Annie glanced at Gerry. “No one,” she said. “Not willingly, at any rate.”

Mandy put her hand to her mouth. “Has something terrible happened? Has someone drowned or something?”

She certainly was jumpy, Annie thought, perhaps afraid she might
have the baby right on the spot. Eight and a half months was a bit close for comfort, and she did look fit to burst. “It's nothing like that,” she said, thinking it was something far, far worse. And Mandy Ketteridge would hear about it soon enough. Perhaps better now she was primed rather than later. “Someone was found dead there. By the roadside. A girl. We think she was murdered.”

Toby squeezed his wife's hand again. “Oh, my God,” said Mandy, sounding oddly calmer now that it was out. “But . . . I mean . . . what has it to do with us?”

Annie gave her best smile. “Nothing, I hope.”

“I'm afraid we can't tell you anything,” Toby said.

“I'm not really suggesting you had anything to do with what happened,” Annie explained. “It's just that this is the nearest farmhouse to the scene and we wondered if either of you might have seen or heard anything.”

“A murder? Near our house?” Mandy sounded incredulous.

“Yes. Is there anything you can tell us?”

“When did it happen?” Mandy asked.

“We don't know for certain, but we think during last night, or early morning. Say between one and three. Were you at home then?”

“Yes,” said Mandy. “Both of us. With me being so close to my time, Toby doesn't like to leave me alone. Especially at night.”

“We're usually in bed before eleven,” said Toby. “We watch the ten o'clock news, then lock up and head for bed. Sometimes Mandy's there already, this past while, reading. Or munching on a tuna and banana sandwich.”

“Liar,” said Mandy, nudging him gently. “I do not. Well, maybe just the once.”

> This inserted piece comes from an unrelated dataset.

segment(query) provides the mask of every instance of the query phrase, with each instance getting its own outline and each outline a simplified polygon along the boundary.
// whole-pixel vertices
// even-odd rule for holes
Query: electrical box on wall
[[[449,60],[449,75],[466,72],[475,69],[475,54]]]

“And during the night?” Annie went on.

A shadow crossed Mandy's face, the flicker of a memory. “It was a warm night,” she said. “Humid. Hardly a breath of air. We don't have a fan, so we leave the bedroom windows open. It helps a bit. And I've not been sleeping very well.” She gave a thin smile and patted her belly. “As you can imagine.”

“Did you hear something last night?”

“Mmm. It would have been about two o'clock, give or take a few
minutes. I was lying awake. I wanted to go to the toilet, but I was so comfortable and . . . well . . . the baby was quiet. I wasn't in the least bit sleepy, but I was trying to put off getting up, you know how you do.”